Monsieur Delfosse, vous accompagnez le secteur suisse des technologies médicales depuis de nombreuses années. À votre avis, comment ce secteur a-t-il évolué en matière de numérisation, de gestion des données et d’exigences réglementaires ?
Daniel Delfosse : Malgré des exigences réglementaires en forte hausse, le secteur suisse des technologies médicales connaît une croissance stable d’environ 6 % par an. Ce chiffre correspond à la moyenne mondiale et montre que de plus en plus de personnes peuvent améliorer et prolonger leur vie grâce aux dispositifs médicaux.
La numérisation est en train de transformer fondamentalement la manière dont la documentation technique (TD) est créée et soumise aux autorités de réglementation. Les transferts de documents Word et Excel traditionnels au format PDF sont en voie de disparition, car ils sont sources d’erreurs, redondants et inefficaces. Malheureusement, les autorités compétentes ne sont pas encore tout à fait prêtes à recevoir et à traiter la documentation technique électronique (eTD). La Commission européenne travaille actuellement à la normalisation de la structure de l'eTD. À l'avenir, ce sont donc des ensembles de données structurés qui devraient être acceptés à la place des documents PDF, ce qui devrait donner un immense coup de pouce à l'efficacité de l'ensemble du secteur.
De plus, le secteur investit massivement dans les produits numériques (télémédecine, appareils connectés, logiciels considérés comme des dispositifs médicaux, IA). Nous allons encore assister à de nombreux progrès dans ce domaine.
Dans le secteur des technologies médicales, les données structurées et fiables jouent un rôle de plus en plus central. Pourquoi la qualité des données est-elle aujourd’hui un facteur concurrentiel, non seulement pour les fabricants, mais aussi pour l’ensemble du système de santé ?

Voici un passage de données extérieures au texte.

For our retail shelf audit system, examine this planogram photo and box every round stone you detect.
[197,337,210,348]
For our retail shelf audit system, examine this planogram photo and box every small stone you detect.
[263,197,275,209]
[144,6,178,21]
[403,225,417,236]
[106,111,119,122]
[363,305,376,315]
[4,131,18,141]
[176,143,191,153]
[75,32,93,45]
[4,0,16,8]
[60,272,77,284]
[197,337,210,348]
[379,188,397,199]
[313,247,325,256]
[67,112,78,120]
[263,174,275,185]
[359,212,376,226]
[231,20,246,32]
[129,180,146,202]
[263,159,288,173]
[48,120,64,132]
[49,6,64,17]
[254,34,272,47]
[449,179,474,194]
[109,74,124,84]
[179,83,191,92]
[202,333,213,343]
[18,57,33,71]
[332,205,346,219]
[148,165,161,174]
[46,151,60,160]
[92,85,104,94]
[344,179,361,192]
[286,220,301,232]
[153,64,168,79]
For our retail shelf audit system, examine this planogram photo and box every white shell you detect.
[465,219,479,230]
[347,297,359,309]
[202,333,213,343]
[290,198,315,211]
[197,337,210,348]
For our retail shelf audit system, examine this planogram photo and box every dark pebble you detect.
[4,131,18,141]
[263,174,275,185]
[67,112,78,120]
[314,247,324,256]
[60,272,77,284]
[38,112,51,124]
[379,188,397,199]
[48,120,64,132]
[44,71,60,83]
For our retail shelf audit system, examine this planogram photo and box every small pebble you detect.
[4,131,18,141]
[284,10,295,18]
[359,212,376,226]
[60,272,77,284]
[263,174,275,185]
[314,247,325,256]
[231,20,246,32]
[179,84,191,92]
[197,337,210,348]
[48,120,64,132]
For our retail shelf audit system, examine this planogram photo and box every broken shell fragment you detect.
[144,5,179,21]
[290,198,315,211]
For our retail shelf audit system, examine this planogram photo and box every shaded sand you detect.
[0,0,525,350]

Daniel Delfosse : La qualité des données est aujourd’hui un facteur concurrentiel essentiel dans le secteur des technologies médicales, car elle est déterminante pour l’autorisation réglementaire, l’acceptation par le marché et l’efficacité des soins. Seules des données structurées, cohérentes et fiables permettent des processus d'autorisation automatisés, une interopérabilité sécurisée avec les systèmes de santé et l'utilisation de l'intelligence artificielle. Les fabricants disposant de données de haute qualité développent plus rapidement, répondent plus facilement aux exigences des autorités et instaurent la confiance auprès des hôpitaux, des assureurs et des patients – tandis que des données de mauvaise qualité entraînent des retards, des coûts supplémentaires et une perte de confiance.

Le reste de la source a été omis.